Sunday, November 06, 2005



Actors Warren Beatty and wife Annette Bening tried to crash a campaign appearance Saturday by Gov. Arnold Schwarzenegger as the governor sought to drum up last-minute support for a group of statewide ballot measures.

"There's the main event, then there is the sideshow," Schwarzenegger said. "I don't care about the sideshow."


You have to love that line from Schwarzenegger. It's right out of one of his movies.. " There's the main event, then there is the sideshow. I don't care about the sideshow."


If Beatty wants to run for office, that's fine, that's America. But following Arnold around like a little kid. That's petty.



At least 918 vehicles -- including those in Paris -- were burned during the 10th night of violence, said the Interior Ministry's operational center tracking the violence. There was no word yet on damage in Paris to shops, gymnasiums, nursery schools and other targets which have been attacked around the country.

France needs to grow a pair. A silent protest is not going to work. They need yelling and screaming. They need Michael Jackson to go live there and do a concert. Tanks and bombs.
Or maybe they could make the bad people sit in the corner and take a time out.

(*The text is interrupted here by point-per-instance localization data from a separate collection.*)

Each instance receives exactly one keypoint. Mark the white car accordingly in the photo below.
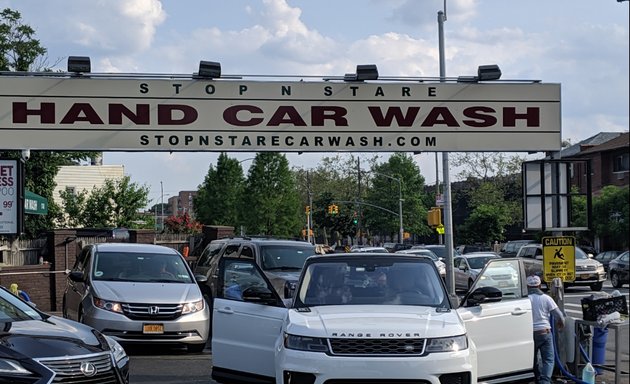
(381, 319)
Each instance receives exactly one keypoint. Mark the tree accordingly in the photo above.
(270, 199)
(611, 215)
(218, 199)
(19, 51)
(115, 204)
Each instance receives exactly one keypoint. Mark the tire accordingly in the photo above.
(195, 348)
(615, 280)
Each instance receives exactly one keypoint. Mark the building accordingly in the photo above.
(182, 203)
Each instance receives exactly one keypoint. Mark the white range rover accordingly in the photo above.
(382, 318)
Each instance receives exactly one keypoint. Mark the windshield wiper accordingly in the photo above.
(283, 268)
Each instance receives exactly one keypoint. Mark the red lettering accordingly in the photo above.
(165, 114)
(532, 116)
(481, 119)
(394, 113)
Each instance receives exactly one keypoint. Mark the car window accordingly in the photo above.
(239, 275)
(379, 282)
(209, 253)
(502, 274)
(285, 257)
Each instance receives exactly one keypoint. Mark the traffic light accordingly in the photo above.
(434, 217)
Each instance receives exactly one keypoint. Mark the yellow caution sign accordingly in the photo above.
(559, 258)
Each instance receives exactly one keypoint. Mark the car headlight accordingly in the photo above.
(305, 343)
(120, 356)
(13, 367)
(447, 344)
(193, 307)
(107, 305)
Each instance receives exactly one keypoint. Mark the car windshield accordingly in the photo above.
(375, 281)
(478, 262)
(140, 267)
(13, 309)
(278, 257)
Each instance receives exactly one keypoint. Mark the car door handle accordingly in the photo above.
(518, 312)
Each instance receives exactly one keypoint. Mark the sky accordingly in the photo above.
(581, 44)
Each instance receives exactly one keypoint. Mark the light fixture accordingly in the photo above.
(209, 69)
(488, 72)
(79, 64)
(364, 72)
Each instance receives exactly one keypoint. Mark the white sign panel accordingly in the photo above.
(127, 114)
(8, 196)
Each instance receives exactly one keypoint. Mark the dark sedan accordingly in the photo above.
(36, 348)
(618, 270)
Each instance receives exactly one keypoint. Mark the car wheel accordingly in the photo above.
(195, 348)
(615, 280)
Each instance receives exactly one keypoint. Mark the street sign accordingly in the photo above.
(35, 204)
(559, 258)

Pirates fired a rocket-propelled grenade and machine guns Saturday in an attack on a luxury cruise liner off the east African coast, the vessel's owners said.

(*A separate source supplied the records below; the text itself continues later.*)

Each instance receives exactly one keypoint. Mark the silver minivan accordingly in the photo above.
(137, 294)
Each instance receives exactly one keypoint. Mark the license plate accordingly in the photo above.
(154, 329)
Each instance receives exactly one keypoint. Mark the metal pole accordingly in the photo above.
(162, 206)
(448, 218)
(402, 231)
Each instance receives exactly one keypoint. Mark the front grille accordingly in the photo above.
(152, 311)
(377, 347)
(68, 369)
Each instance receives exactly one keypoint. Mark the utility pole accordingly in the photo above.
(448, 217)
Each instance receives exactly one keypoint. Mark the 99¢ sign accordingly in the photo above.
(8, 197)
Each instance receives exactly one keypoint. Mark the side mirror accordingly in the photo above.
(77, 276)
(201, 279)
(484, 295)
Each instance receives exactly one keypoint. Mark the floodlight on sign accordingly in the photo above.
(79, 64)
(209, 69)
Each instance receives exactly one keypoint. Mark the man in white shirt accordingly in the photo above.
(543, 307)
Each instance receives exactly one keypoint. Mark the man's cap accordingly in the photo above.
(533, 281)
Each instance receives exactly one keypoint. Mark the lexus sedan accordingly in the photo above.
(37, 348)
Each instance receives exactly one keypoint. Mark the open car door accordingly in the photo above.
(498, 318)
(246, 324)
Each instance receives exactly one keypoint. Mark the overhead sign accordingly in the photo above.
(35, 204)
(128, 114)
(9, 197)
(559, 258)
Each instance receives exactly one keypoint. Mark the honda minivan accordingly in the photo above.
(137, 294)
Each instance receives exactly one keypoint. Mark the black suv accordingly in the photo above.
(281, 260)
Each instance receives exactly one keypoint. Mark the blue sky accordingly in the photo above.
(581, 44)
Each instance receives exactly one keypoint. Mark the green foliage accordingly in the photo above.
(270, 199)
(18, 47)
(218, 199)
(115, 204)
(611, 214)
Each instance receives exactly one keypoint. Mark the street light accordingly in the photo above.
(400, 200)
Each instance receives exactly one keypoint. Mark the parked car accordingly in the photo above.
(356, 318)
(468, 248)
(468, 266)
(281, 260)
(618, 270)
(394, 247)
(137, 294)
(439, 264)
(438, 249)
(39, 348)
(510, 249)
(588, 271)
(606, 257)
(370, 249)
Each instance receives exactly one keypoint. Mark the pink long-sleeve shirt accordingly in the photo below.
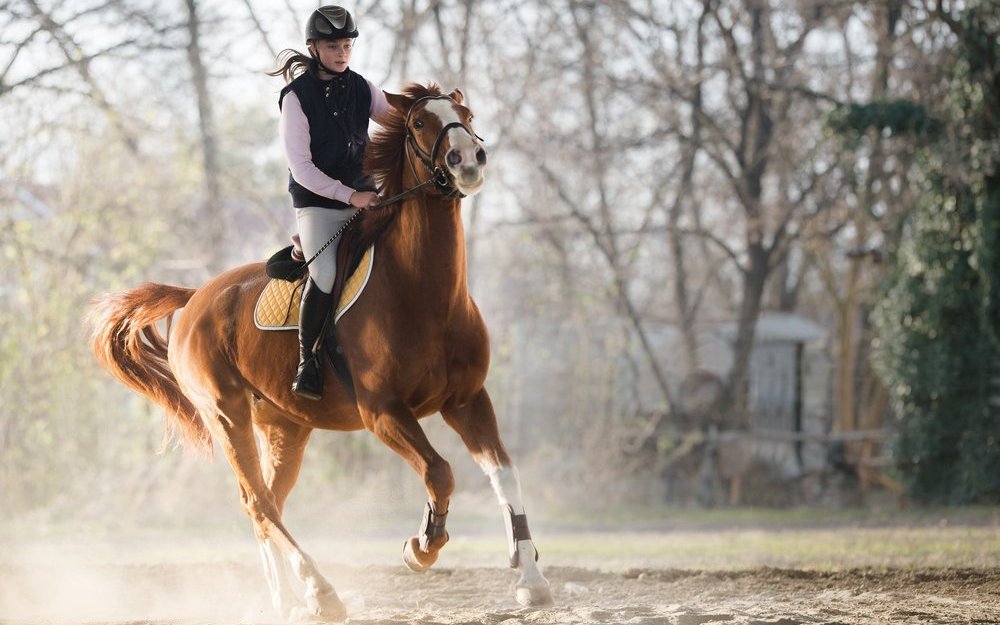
(293, 128)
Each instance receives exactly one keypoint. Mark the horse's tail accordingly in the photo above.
(128, 344)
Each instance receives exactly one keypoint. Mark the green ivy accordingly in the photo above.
(938, 350)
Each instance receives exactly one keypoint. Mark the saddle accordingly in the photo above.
(278, 305)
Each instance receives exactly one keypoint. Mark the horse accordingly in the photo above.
(415, 343)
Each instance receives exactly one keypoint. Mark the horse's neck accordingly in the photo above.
(429, 241)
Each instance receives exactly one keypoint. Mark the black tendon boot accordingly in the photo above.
(312, 318)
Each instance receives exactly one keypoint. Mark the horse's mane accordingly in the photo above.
(385, 161)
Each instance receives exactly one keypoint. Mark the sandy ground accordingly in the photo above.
(56, 585)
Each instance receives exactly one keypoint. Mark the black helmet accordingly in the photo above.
(331, 22)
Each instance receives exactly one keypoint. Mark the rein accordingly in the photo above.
(438, 176)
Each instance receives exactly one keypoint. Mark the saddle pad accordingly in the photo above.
(278, 305)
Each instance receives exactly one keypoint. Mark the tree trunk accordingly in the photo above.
(211, 213)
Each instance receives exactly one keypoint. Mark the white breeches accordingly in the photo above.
(316, 226)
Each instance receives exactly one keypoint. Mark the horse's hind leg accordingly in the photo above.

Pirates in the year 2005. I am sure we can count on the government of Somalia to handle this. Ha Ha--Gek Gek..(LOL) ;-) :-(

Saturday, November 05, 2005



WASHINGTON — Usama bin Laden has been publicly silent for the longest period since the attacks of Sept. 11, 2001. The question for U.S. intelligence: What, if anything, does it mean?

Maybe it means he is dead??

Friday, November 04, 2005



Purveyors of porn and entrepreneurs who spied a niche when Apple Computer Inc. unveiled its video-playing iPod are proving that sex even sells in tiny packages — especially when it is portable.

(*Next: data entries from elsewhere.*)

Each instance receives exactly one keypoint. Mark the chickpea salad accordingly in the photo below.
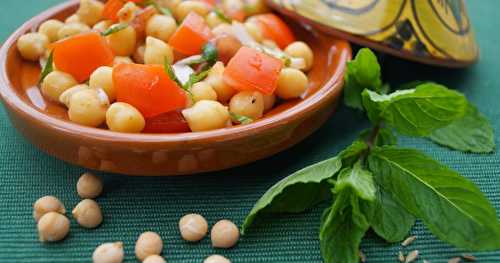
(168, 66)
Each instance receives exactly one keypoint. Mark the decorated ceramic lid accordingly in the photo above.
(430, 31)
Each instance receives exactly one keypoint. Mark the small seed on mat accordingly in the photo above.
(412, 256)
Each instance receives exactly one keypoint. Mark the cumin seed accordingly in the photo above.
(412, 256)
(408, 241)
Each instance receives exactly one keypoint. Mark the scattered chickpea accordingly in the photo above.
(216, 259)
(72, 29)
(203, 91)
(154, 259)
(32, 46)
(186, 7)
(50, 28)
(215, 79)
(123, 117)
(90, 11)
(55, 83)
(123, 42)
(248, 103)
(161, 27)
(89, 186)
(300, 49)
(88, 214)
(206, 115)
(157, 51)
(193, 227)
(224, 234)
(52, 227)
(292, 83)
(102, 78)
(47, 204)
(109, 253)
(87, 108)
(148, 243)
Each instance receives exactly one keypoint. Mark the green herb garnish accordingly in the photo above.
(48, 67)
(240, 118)
(114, 29)
(376, 184)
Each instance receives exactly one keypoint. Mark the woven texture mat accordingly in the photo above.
(132, 205)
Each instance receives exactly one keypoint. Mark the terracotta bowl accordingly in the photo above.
(46, 125)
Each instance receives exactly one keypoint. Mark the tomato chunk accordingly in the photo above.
(274, 28)
(250, 69)
(148, 88)
(81, 54)
(169, 122)
(191, 35)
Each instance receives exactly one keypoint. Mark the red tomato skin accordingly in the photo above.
(147, 88)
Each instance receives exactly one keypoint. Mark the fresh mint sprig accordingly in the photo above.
(376, 184)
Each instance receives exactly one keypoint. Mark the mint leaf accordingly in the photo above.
(390, 221)
(472, 133)
(416, 112)
(297, 192)
(452, 207)
(362, 73)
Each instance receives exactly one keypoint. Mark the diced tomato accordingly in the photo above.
(250, 69)
(191, 35)
(274, 28)
(140, 21)
(81, 54)
(148, 88)
(169, 122)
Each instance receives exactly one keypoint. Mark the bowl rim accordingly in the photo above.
(12, 101)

One online social network of amateur pinup girls said it logged 500,000 downloads of the sexy "featurettes" — three- to five-minute video clips — in the first 24 hours targeting the new iPod-toting crowd.

If the porno chicks look like her.. You can count me out.

Thursday, November 03, 2005

NEW YORK (AP) — Oliver Stone has begun shooting one of the first Hollywood films about Sept. 11 in New York — without recreating the large-scale devastation that's all too familiar to residents who lived through the 2001 attacks.
After months of meetings with community and family groups, producers of the untitled movie have promised to tread carefully on sensitive ground. Most of the major action portraying the World Trade Center collapse will be shot on a Los Angeles sound stage. And although news footage of the towers themselves will be shown during the film, it will play on television screens in the background.

Oliver Stone better be real careful with this one. His last movie: "Alexander", in which Stone focused on homosexuality, BOMBED like a big turd. When I go to the video store, they are using Oliver Stoneds movie as a door-stop.
*****************************************************************


LOS ANGELES (AP) — Actors Alec Baldwin and ex-wife Kim Basinger traded personal jabs through their attorneys Monday, with each claiming amid a custody dispute that the other has serious emotional problems.In court papers, Baldwin claimed Basinger "has a pathological need" to turn their daughter against him, and he is asking for a psychological evaluation of the actress.

There is the possibility that both Alec and Kim are screwed in the head. Just a possibility!